Bürokratie soll dem Bürger dienen – nicht der Bürger der Bürokratie
Tatsächlich macht der Staat sich immer breiter im Leben seiner Bürger, getarnt mit dem Mantel der Fürsorglichkeit. Erfordert der Klimaschutz nicht sein ständiges Eingreifen? Ist der Kampf gegen die Dickleibigkeit bei Kindern nicht eine gesamtgesellschaftliche Aufgabe? Anstatt einen Ordnungsrahmen zu setzen, in dem die Menschen sich so frei wie möglich entfalten können, wird der Staat mit einer wachsenden Zahl an Ge- und Verboten immer übergriffiger.
Nach Auskunft des Bundestages galten im Februar 2022, dem letzten Stichtag, in Deutschland 1.773 Bundesgesetze mit 50.738 Paragrafen und 2.795 Bundesrechtsverordnungen mit 42.590 Paragrafen, die Rechtsakte der Bundesländer und der EU noch nicht mitgerechnet.

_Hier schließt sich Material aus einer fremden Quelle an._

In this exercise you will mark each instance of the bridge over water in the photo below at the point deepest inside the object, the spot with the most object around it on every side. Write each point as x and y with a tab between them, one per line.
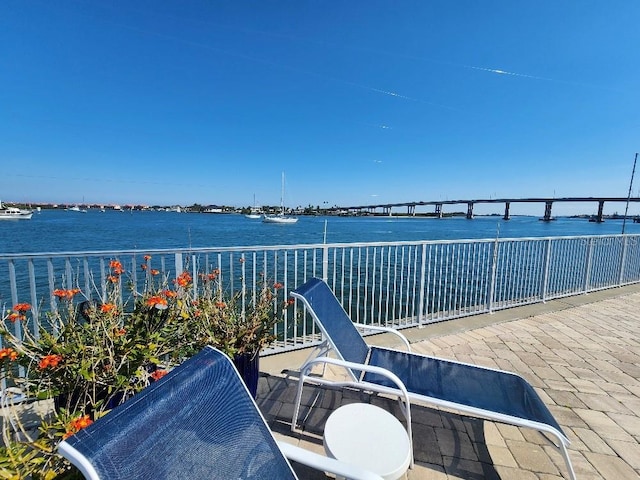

Dabei soll die Bürokratie doch den Bürgern dienen und nicht der Bürger der Bürokratie
Deutsche Gesetze: Warum einfach, wenn es auch kompliziert geht?
Dass es auch anders geht, zeigt ein Blick in die Schweiz, die gerade ein Klimagesetz beschlossen hat, das in seinen Zielen den deutschen kaum nachsteht, das aber ohne Verbote und direkte staatliche Eingriffe auskommt. Umweltschonendes Verhalten, etwa durch den Einbau einer Wärmepumpe oder die Umstellung eines Betriebes auf erneuerbare Energien, belohnt der Staat hier mit Prämien und Investitionszuschüssen.
Er vertraut darauf, dass die Schweizer rechnen können und bei steigenden Öl– und Gaspreisen ihr Verhalten schon selbst den neuen Notwendigkeiten anpassen. In Deutschland dagegen liegt jetzt der „Entwurf eines Gesetzes zur Änderung des Gebäudeenergiegesetzes, zur Änderung der Heizkostenverordnung und zur Änderung der Kehr-und Überprüfungsordnung“ im Bundestag. Der Name ist dabei Programm: Warum einfach, wenn es auch kompliziert geht?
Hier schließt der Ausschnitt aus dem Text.